Historische achtergrond
Koreaans Kungfu is van cruciaal belang voor de bestudering van de geschiedenis van de Koreaanse krijgskunsten. Het is het gevechtssysteem dat tot in detail beschreven is in de geillustreerde handleiding Muyedobotongji (1790) en het vormt het keerpunt in de geschiedenis van Koreaanse krijgskunsten van het pre-moderne naar het moderne tijdperk.
Krijgskunsten zijn van oudsher van vitaal belang voor Korea. De Koreaanse krijgskunsten zoals speerkunst en boogschieten waren vermaard, zelfs in China. Muurschilderingen uit het Koguryo tijdperk laten allerlei soorten krijgskunsten uit die tijd zien: van krijgskunsten voor ‘lange afstand’ zoals de pijl en boog en kruisboog, tot de krijgskunsten voor ‘korte afstand’ (oftewel close combat) zoals speer- en zwaardkunsten.
De militaire elite van de Koryo Dynasty bedreef krijgskunst gerelateerde spelen als Gyeokgu (polo) en Nongmahi (acrobatiek te paard), evenals speer- en zwaardkunst. Hierdoor werden de lagere klassen geinspireerd tot het beoefenen van vergelijkbare activiteiten voor vermaak zoals Soobak (ongewapend stoeien), Gakjeo (worstelen), Seokjeon (stenen-gooi gevechten) enzovoorts. Deze krijgsspeltradities werden ook nog tijdens het Joseon tijdperk (het volgende koninkrijk) volop beoefend. Rond deze tijd kwamen ook de cavalerie krijgskunsten op zoals Gichang (speerkunst te paard) en Gisa (boogschieten te paard) vanwege de voortdurende dreiging aan de noordgrens door nomaden stammen.
Na twee grote veldslagen met Japan en Mantsjoerije, onderging de militaire orde van de Joseon een drastische renovatie. De opkomst van vuurwapens voor het lange afstandsgevecht bood nieuwe strategische kansen. De musketten werden gecomplementeerd door sterk georganiseerde bataljons voor het korte afstandgevecht, met meer middelen en technieken. Hieruit ontstond het gevechtsysteem dat het Joseon tijdperk typeerde.
Met de ontbinding van het Joseon leger in 1907 door Japan kwam een einde de beoefening van Koreaans Kungfu door militaire troepen. Door Joseon militairen die bij het verzet actief waren, werd Koreaans Kungfu nog ondergronds beoefend. Bovengronds werden de Japanse krijgskunsten judo, kendo en karate getransplanteerd en op grote schaal gepropageerd voor pedagogische doeleinden op educatieve instellingen. Na 35 jaar culturele transplantatie was bijna elke Koreaan gevormd in Japanse martial arts.

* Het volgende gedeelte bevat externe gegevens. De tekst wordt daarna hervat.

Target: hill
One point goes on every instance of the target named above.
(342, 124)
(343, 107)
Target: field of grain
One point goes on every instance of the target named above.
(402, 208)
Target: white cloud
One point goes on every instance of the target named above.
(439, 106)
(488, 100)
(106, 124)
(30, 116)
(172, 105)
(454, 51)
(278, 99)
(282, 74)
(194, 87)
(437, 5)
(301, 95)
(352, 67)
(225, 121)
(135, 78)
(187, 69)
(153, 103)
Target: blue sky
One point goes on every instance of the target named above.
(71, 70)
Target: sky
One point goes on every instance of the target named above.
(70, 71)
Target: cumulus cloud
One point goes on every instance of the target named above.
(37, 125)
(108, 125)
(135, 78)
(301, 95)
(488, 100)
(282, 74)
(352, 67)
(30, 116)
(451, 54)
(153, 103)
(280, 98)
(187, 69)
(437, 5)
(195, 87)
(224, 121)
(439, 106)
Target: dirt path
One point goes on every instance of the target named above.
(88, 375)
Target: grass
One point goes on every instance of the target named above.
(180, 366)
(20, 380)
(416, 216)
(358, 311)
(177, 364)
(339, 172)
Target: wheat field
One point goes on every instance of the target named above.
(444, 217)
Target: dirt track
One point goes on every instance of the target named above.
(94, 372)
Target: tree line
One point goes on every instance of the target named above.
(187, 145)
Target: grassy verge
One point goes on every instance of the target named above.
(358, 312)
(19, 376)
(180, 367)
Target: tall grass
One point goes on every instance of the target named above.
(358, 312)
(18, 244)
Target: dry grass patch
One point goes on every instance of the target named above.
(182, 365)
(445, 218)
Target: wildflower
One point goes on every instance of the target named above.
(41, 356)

Na de bevrijding van de Japanse bezetting in 1945, werden door nationalistisch sentiment gedreven, allerlei soorten ‘traditionele’ Koreaanse krijgskunsten hervonden of geconstrueerd, die allemaal beweren Korea’s erfgoed te vertegenwoordigen. Echter zijn deze vrijwel allemaal verkoreaniseerde versies van Japanse krijgskunsten. Deze en andere factoren hebben het zicht op traditionele Koreaanse krijgskunsten vertroebeld.
Inmiddels is er steeds meer academisch onderzoek gedaan naar de werkelijke historische achtergronden van Koreaanse martial arts. Koreaans Kungfu krijgt hierdoor steeds meer erkenning als de officiële martial arts van de Joseon, het Korea van voor de Japanse bezetting.
In 2007 heeft het Zuid-Koreaanse leger het Nationale Traditionele Leger Demonstratie Troepen opgericht om de oorspronkelijke militaire tradities in ere te herstellen. Deze troepen geven Koreaans Kungfu demonstraties en laten zo de bloeiperiode van de Koreaanse krijgskunsten herleven. Precies een eeuw nadat het leger werd ontwapend door de Japanse bezetter in 1907.